O que eu queria dizer é o seguinte: obviamente, os perrengues não são iguais. Mas, seja lá qual for sua intensidade e contexto, eles provocam alguns comportamentos que são culturalmente muito necessários.

  1. Foco. Urgências cortam os detalhes desnecessários e as picuinhas. São uma espécie de faxina cognitiva. Reduzem a dispersão e a complexidade das situações pra um nível mais prático.

  2. Derrubam identidades. De repente, a pessoa deixa de ser “de direita” ou “de esquerda”. É alguém que precisa ser ajudado. Ou capaz de auxiliar outros.

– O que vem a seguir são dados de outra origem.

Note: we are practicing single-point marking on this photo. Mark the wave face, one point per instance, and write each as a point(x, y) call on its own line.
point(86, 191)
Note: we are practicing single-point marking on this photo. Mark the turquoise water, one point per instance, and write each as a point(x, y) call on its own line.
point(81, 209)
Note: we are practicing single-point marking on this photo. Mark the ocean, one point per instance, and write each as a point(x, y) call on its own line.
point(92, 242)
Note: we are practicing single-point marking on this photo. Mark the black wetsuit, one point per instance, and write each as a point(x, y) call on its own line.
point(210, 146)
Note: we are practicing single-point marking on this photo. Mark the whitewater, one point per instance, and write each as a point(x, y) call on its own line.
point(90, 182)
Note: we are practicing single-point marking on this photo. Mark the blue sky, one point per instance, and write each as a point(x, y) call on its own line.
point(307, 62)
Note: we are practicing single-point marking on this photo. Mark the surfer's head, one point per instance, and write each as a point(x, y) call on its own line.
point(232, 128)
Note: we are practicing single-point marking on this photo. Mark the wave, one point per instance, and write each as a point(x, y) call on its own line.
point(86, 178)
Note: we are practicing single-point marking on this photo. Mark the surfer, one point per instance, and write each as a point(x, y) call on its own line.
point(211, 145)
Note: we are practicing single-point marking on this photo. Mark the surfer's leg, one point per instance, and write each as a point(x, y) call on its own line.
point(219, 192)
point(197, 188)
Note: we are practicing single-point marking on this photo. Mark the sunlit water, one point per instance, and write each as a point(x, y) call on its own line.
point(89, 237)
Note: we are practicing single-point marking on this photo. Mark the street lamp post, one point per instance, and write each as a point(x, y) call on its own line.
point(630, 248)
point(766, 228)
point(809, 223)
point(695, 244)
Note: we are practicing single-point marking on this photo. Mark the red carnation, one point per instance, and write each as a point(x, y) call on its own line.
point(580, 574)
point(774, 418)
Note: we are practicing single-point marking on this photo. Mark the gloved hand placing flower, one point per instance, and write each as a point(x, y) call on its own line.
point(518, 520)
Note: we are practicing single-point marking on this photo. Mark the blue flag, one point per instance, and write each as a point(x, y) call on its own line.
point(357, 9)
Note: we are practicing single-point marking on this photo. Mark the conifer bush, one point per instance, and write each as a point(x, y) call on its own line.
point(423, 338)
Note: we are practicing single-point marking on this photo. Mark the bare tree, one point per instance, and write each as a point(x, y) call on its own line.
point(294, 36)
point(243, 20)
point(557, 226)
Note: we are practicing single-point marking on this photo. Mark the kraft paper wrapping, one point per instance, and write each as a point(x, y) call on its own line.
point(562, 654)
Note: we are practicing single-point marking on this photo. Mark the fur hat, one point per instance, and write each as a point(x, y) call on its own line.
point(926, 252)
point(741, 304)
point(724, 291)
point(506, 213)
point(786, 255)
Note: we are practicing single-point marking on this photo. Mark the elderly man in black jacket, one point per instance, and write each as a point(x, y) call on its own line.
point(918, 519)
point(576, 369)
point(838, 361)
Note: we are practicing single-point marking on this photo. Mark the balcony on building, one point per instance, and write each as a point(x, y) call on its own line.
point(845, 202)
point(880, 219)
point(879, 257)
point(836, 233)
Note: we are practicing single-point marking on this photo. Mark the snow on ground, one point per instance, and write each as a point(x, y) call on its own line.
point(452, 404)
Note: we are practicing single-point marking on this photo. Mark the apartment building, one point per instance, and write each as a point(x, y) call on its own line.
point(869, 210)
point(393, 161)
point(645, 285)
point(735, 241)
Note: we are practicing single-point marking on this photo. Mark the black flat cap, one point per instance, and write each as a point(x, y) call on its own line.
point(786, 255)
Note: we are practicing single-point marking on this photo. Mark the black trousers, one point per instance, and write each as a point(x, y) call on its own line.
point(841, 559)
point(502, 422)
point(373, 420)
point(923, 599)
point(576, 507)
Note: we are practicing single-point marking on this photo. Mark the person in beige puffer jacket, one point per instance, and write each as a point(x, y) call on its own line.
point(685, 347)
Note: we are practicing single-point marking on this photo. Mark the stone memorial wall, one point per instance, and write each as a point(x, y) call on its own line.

  3. Cortam a ignorância — pelo menos por um tempo. Mesmo que nossas máquinas e engenharias consigam construir cidades temporárias no meio do deserto, ainda somos parte de um planeta muito mais poderoso. Nenhuma espécie específica está no controle. Precisamos de lembranças constantes de que o universo não foi fabricado pra nos servir. O complexo de god mode é real.

  4. Mudam a perspectiva. Mesmo o mais sociopata dos techbros precisou renunciar às fantasias mecanicistas e solucionistas por um segundo. Pisando na lama, sentindo o que significa fazer parte de um ecossistema, existe uma possibilidade de abertura mental. É um segundo de espanto e de apreciação legítima da interdependência. Se a pessoa foi ao festival buscando por um insight, não pode reclamar. Mesmo cancelado, o Burning Man apontou a tendência do que é urgente agora: renunciar ao entretenimento e cuidar uns dos outros.

O influencer Judson Graham entrevistou frequentadores mais antigos do festival. Todos concordam que a versão de 2023 acabou ficando mais parecida com as edições iniciais do evento. Naquela época, o perrengue coletivo tinha uma dimensão espiritual. Era uma espécie de purificação, de busca do que é mais fundamental e urgente na convivência entre seres e ambientes.

Pelo jeito, não acontecendo, o Burning Man voltou aos primórdios.

Update: o escritor Cory Doctorow esteve no meio da lama e conta como foi (com paywall do New York Times).


Quanto ao ciclone no Sul do Brasil, não há muito o que teorizar. As pessoas precisam de ajuda. O Instituto Moinhos Social (do Hospital Moinho de Vento, em Porto Alegre) está aceitando contribuições.